Ocho Rios has now adopted the programme, which was first launched in Montego Bay.
Under the programme, departing cruise ship passengers are asked to complete a questionnaire that provides information that is fed into a database later used by Air Jamaica Vacations and the JTB to lure them back to the island.
Air Jamaica supplies the tickets while Sandals Royal Caribbean and SuperClubs supply the rooms in Montego Bay and Ocho Rios respectively.
“Without Sandals and Air Jamaica it couldn’t happen (in Montego Bay), and I must also commend the cruise lines without whose support it couldn’t happen. This happened because those people agreed to make it happen,” said manager of the Montego Bay cruise ship terminal, David Lindo, before the inaugural drawing.
Air Jamaica Vacations will contact the Illinois man who came away with the first prize and offer him round trip tickets to the island plus a one-week vacation at Sandals Royal Caribbean.
And pointing to the need for players in the cruise ship and hotel industry to work together, Jamaica Hotel and Tourist Association president, Josef Forstmayr, has thrown his full support behind the thrust to convert cruise ship passengers to land-based visitors.
“(The cruise ship industry is) a very powerful part of the industry so, therefore, we must find ways of accommodating it and growing it without impacting, necessarily, on our land based hotel product,” he said.
He was speaking with the Observer after the inaugural drawing.
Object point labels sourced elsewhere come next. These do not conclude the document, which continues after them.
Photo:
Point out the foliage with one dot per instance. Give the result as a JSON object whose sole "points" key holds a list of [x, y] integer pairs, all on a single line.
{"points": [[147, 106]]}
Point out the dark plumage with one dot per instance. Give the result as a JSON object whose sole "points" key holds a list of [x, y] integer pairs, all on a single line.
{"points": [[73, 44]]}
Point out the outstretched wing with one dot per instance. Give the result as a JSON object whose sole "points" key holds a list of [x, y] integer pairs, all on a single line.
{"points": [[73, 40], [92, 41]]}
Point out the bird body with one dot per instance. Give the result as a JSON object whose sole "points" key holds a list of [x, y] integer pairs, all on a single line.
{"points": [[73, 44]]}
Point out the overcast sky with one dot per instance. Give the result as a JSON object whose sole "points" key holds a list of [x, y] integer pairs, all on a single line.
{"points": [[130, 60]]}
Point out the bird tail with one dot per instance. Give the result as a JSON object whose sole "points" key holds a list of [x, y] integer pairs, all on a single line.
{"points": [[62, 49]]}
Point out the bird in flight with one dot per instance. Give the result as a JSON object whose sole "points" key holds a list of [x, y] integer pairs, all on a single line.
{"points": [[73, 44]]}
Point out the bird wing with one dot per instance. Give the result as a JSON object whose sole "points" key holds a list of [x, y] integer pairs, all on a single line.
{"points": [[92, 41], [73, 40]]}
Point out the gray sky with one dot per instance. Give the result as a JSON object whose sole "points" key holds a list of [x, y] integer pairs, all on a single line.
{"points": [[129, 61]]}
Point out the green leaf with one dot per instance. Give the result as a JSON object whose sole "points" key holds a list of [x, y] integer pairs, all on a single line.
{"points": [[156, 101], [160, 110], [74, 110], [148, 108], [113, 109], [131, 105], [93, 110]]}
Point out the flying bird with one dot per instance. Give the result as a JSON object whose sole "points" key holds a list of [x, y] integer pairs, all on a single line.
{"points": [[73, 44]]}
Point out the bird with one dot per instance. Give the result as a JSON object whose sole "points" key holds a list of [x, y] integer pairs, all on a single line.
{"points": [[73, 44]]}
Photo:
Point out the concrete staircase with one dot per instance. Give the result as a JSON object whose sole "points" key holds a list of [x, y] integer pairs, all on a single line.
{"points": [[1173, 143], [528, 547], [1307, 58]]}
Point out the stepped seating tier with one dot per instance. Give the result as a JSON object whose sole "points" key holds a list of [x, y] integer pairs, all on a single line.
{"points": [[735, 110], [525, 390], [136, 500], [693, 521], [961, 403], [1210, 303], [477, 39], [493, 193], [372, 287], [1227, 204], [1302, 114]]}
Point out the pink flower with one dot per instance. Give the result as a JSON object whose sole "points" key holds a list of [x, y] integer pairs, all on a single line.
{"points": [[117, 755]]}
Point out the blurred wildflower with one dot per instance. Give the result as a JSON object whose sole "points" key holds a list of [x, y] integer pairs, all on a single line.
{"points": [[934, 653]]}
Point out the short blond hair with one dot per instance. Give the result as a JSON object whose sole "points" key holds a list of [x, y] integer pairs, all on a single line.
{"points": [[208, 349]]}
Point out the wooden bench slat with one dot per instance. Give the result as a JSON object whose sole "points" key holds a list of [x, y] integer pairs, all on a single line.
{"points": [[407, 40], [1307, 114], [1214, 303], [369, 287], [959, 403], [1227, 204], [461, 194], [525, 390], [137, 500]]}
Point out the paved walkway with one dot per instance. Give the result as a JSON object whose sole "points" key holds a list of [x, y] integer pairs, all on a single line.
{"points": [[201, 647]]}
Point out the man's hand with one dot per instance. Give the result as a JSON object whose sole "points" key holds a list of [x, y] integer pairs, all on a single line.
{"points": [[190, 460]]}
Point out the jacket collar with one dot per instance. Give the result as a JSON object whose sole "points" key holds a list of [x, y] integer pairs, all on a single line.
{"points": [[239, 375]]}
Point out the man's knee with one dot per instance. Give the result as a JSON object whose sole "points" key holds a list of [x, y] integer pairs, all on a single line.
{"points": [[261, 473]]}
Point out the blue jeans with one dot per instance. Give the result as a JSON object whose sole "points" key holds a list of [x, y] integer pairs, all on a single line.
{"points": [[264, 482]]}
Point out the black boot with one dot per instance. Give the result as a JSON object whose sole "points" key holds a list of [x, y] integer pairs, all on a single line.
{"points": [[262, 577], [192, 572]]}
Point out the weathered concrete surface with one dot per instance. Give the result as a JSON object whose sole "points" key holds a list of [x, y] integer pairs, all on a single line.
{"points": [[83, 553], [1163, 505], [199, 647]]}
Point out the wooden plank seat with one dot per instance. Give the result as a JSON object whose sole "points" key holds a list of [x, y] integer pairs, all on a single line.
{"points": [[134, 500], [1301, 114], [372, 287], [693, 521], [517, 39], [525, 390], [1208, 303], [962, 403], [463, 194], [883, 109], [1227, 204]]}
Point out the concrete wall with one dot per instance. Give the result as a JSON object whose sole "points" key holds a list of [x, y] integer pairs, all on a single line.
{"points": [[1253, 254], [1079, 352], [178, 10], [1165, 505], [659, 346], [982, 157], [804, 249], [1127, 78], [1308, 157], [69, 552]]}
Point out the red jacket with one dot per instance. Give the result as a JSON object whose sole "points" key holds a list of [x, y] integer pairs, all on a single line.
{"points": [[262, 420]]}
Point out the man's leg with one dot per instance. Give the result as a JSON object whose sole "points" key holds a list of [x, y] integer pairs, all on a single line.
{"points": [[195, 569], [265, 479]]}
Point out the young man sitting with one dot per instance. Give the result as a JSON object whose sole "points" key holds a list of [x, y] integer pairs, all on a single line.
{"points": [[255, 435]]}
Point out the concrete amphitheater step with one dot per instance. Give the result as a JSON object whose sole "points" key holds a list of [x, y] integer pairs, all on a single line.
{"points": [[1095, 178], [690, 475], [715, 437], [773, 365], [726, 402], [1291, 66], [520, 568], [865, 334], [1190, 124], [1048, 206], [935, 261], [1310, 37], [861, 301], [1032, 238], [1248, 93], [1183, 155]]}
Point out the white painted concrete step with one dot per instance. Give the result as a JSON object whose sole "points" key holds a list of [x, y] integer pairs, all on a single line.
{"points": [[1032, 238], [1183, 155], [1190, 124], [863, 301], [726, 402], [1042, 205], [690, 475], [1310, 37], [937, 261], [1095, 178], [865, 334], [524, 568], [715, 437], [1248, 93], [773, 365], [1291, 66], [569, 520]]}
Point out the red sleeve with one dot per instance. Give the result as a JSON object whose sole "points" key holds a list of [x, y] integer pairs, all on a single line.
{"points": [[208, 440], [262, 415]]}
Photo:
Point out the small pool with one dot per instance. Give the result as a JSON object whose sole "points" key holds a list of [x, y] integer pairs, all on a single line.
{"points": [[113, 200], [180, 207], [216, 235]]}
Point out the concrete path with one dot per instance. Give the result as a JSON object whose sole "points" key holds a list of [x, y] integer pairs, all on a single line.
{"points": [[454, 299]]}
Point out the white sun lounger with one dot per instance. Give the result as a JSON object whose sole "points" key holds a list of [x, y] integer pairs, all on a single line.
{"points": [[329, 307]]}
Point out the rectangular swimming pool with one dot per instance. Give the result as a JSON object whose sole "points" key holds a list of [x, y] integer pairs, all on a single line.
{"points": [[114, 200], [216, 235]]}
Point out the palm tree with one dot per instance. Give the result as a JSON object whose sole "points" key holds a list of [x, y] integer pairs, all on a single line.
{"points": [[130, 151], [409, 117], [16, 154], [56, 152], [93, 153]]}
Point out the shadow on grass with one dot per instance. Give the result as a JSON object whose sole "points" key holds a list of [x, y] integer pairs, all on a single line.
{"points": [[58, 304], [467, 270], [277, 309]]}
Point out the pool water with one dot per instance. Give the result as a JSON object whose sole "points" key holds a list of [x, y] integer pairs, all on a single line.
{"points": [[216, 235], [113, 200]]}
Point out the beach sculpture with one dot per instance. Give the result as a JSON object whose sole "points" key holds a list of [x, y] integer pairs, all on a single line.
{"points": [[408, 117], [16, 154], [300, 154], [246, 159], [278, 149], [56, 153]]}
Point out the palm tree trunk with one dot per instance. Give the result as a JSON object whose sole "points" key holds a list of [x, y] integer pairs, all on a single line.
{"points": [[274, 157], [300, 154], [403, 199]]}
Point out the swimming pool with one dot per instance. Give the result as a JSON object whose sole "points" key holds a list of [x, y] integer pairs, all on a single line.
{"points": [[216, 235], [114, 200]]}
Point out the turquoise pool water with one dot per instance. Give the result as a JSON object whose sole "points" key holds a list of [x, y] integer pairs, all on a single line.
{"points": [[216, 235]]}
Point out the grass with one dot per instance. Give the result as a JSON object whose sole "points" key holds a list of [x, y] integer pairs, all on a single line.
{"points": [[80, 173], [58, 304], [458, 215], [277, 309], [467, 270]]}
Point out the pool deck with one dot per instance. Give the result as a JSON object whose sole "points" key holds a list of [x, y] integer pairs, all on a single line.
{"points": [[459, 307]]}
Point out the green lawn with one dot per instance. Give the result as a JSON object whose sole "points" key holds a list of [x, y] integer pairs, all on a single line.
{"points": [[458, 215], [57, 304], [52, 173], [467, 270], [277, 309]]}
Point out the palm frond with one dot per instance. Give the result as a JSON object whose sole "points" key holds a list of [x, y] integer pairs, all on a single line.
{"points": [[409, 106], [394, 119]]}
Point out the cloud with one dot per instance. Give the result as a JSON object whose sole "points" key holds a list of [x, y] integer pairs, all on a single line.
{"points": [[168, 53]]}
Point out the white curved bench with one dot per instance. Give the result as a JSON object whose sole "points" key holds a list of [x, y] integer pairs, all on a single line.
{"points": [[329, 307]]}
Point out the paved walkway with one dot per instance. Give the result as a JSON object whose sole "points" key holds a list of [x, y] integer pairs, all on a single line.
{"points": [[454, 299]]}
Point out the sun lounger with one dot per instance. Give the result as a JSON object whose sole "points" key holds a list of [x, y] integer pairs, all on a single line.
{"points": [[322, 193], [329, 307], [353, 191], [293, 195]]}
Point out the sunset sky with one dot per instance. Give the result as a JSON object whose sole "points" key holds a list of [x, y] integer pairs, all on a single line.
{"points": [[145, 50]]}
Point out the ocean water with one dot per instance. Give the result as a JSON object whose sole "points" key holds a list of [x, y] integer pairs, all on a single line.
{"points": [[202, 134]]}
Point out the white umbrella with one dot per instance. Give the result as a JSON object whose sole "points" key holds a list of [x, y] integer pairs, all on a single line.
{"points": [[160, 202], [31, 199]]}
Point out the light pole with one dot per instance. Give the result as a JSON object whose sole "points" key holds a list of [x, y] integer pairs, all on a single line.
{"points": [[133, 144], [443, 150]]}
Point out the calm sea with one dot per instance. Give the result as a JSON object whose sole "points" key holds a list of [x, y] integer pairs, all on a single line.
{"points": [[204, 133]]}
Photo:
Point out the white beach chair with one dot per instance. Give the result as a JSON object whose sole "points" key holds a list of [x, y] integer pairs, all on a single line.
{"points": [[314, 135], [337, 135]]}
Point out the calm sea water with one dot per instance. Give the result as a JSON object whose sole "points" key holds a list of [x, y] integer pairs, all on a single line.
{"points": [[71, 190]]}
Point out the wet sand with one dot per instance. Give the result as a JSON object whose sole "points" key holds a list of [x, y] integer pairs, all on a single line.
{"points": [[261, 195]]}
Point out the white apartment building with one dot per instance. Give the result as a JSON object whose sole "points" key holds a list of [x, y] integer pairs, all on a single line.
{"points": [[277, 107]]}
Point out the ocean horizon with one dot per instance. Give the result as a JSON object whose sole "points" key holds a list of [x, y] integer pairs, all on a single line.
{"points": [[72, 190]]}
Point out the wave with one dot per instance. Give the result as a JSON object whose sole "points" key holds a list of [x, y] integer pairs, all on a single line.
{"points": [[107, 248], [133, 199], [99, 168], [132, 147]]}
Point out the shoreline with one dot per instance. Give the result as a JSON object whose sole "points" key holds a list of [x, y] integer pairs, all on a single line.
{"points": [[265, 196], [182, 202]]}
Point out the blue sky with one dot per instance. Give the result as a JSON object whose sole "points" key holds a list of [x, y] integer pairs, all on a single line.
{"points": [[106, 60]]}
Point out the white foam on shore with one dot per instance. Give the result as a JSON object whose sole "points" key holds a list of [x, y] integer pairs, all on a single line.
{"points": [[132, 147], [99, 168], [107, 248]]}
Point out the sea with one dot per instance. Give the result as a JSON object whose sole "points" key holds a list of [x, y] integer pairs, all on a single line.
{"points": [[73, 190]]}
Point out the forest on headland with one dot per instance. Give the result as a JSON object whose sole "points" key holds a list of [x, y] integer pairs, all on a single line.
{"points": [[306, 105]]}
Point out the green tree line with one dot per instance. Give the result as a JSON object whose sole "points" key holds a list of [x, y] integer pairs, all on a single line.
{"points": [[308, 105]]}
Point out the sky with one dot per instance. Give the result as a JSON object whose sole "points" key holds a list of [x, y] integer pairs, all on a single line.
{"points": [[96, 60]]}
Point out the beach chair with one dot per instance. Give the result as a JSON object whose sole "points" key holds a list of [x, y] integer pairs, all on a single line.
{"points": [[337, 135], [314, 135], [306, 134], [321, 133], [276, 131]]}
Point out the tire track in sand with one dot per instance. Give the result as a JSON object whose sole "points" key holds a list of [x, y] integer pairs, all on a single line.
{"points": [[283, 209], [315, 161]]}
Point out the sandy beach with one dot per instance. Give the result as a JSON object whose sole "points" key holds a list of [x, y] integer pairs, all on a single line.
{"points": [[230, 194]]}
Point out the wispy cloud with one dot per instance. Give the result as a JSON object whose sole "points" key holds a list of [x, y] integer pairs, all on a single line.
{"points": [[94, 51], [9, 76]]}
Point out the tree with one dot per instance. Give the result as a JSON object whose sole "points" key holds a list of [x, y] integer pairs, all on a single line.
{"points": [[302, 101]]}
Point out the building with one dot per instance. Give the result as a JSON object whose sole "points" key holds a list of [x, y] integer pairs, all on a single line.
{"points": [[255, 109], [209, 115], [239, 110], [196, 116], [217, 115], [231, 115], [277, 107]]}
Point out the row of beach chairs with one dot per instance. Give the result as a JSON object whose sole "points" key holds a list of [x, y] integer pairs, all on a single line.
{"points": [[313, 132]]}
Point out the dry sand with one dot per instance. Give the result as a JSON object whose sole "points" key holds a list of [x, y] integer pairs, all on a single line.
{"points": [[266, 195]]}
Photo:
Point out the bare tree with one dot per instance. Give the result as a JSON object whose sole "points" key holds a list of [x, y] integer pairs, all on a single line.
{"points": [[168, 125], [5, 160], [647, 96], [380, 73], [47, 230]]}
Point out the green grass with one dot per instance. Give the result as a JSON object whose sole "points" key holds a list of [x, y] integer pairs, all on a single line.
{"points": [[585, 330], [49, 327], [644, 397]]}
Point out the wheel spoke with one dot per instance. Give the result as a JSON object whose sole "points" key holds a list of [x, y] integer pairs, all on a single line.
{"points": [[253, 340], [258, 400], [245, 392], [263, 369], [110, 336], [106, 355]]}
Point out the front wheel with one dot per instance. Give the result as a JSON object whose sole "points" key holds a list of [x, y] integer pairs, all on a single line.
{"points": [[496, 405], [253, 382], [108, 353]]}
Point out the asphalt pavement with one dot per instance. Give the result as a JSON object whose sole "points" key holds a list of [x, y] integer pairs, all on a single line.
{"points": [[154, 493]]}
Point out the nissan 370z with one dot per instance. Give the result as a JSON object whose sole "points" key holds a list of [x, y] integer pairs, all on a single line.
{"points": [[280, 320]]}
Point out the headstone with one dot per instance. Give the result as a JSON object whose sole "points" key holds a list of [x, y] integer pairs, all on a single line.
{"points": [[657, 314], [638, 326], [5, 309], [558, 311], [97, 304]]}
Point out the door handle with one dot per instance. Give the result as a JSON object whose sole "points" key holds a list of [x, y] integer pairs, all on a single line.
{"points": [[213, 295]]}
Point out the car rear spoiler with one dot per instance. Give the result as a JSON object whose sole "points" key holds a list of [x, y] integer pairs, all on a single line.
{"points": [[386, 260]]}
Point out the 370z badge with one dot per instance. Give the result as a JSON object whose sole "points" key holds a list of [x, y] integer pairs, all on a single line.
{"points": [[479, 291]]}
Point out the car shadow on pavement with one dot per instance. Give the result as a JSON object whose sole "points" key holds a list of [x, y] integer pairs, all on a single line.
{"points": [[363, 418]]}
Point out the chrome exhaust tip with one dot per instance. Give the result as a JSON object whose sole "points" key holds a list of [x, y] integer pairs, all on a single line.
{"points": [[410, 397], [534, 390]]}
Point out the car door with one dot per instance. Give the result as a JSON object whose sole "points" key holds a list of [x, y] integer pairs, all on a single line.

“We’re looking forward to having a strong partnership,” the tourism head added.
There has been some degree of competition between the two sectors of the industry over the years, with hoteliers worried that the floating hotels would cut into their market. But according to Forstmayr, the realistic approach is to work together instead of against each other.
According to the results of research conducted by Pricewaterhousecoopers in the first three months of 2000, cruise ship passengers spent almost US$17 million in Ocho Rios and Montego Bay, with another $4.3 million generated by the crew.